I colori audaci di Diego Nocella
Troppe le cose da dire e da raccontare, troppo ricco il mondo di sensazioni, di sofferenza, ma anche di dissacrazione del dolore e del brutto, che si teneva dentro e che ad un certo punto doveva uscire fuori. Diego decide di cercare se stesso e lo fa attraverso l'arte. All'inizio è la scrittura e poi dopo varie sperimentazioni approda a quella che è la sua lingua comunicativa: la pittura.
«A dire il vero, ho iniziato da grande ad avvicinarmi a questa forma di comunicazione – racconta Diego Nocella, giovane pittore napoletano classe 1981-. Avevo 25 anni quando ho cominciato da autodidatta. Sbagliando molte cose, sprecando anche del denaro nella scelta errata del colore ad esempio e poi, grazie ai consigli e al supporto della mia ragazza, Virginia, mi sono iscritto all’Accademia». Un’esperienza che gli ha fatto conoscere la pittura “selvaggia”, mettendolo in contatto con le tematiche surrealiste dell’inconscio e con artisti quali Eduard Munch, Oskar Kokoschka, Mario Sironi, Jackson Pollock e Francis Bacon, ai quali si è ispirato per poi trovare una personale chiave interpretativa e una sua tecnica personale che lo portano a sperimentare costantemente.

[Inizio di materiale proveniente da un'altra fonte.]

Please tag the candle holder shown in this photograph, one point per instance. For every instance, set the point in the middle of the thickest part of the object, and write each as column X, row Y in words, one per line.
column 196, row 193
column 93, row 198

«Credo che a volte oggi si faccia confusione tra quello che è un artigiano, che non fa altro che riprodurre stili, modelli e cliché già conosciuti e praticati e quello che invece è l'artista, che si mette in discussione e sperimenta.». «Purtroppo devo dire che a Roma, a Barcellona e in molte altre città, dove ho vissuto, il concetto di pittura è assimilabile ad un complemento di arredo, che deve intonarsi allo stile di una casa, o di un ufficio». Il giovane pittore napoletano è amareggiato perché «c'è poca voglia di fare arte, anche nelle gallerie e ad esempio il mio tipo di pittura, non convenzionale, come quella di tanti altri, non riesce a trovare uno spazio adeguato». Viscerale, potente, forte, drammatica, corposa la pennellata di Diego Nocella tende a dissacrare il reale, che nelle sue tele risulta trasfigurata così come i corpi che rappresenta. Si tratta di una tecnica che come lui stesso le definisce «mi porta a un corpo a corpo tra la tela e me stesso. Quando guardo una tela bianca mi ci butto, è un incontro totale tra lei e me, perché devo dare forma a quello che vivo e vedo dentro. Qualcuno pensa che mentre dipingo sia in preda a chissà quale delirio artificiale, o abbia chissà quale disturbo. Non è così. Io parto semplicemente dalla realtà che ci circonda, da ciò che vedo: ipocrisia, brutture, crisi economica e destrutturo, cercando di sdrammatizzare la pesantezza della pennellata con la scelta del colore o viceversa. Perché la vita è questo: è il bello, ma anche il brutto. E sarebbe riduttivo e falso far vedere solo il primo. Credo che prima o poi, per avere un incontro maggiore non userò nemmeno più il tramite del pennello, ma le mani stese, per una sensazione più totale».
Le tele di Diego Nocella in effetti possono sembrare a prima vista un pugno allo stomaco: forti, tenebrose, con un colore carico nella quantità e pieno nella cromia, con blu e rossi accentuati. La forza vitale e la carica evocativa non difettano. «Sono orgogliosissimo delle mie origini, di essere napoletano e credo che in fondo sia proprio questo che cerco di rappresentare – continua ancora Diego -. Quella stessa carica vitale, la stessa carnalità ma anche la leggerezza di un popolo che oggi come ieri vive e ha vissuto la crisi economica e prende la vita con leggerezza e senza troppe ipocrisie».
Vivere di un'arte come la pittura non è semplice, se non quasi impossibile per chi non ne fa un complemento d'arredo. Diego, nei mesi estivi, si destreggia tra tanti lavori per potersi permettere “il lusso” di dipingere il resto dell'anno. «Non ho paura di sporcarmi le mani, ho accettato e accetto qualsiasi tipo di lavoro purché pagato – racconta l'artista – perché penso che non ci sia niente di cui vergognarsi se è un'attività onesta. E poi questo mi permette di studiare la realtà attraverso esperienze di vita che trasferisco nelle mie tele». Per amore si è trasferito da Barcellona a Roma e qui «continuo nella mia strada di pittore, sperando di poterci vivere un giorno, anche se per primi i miei genitori credono che sia una perdita di tempo.».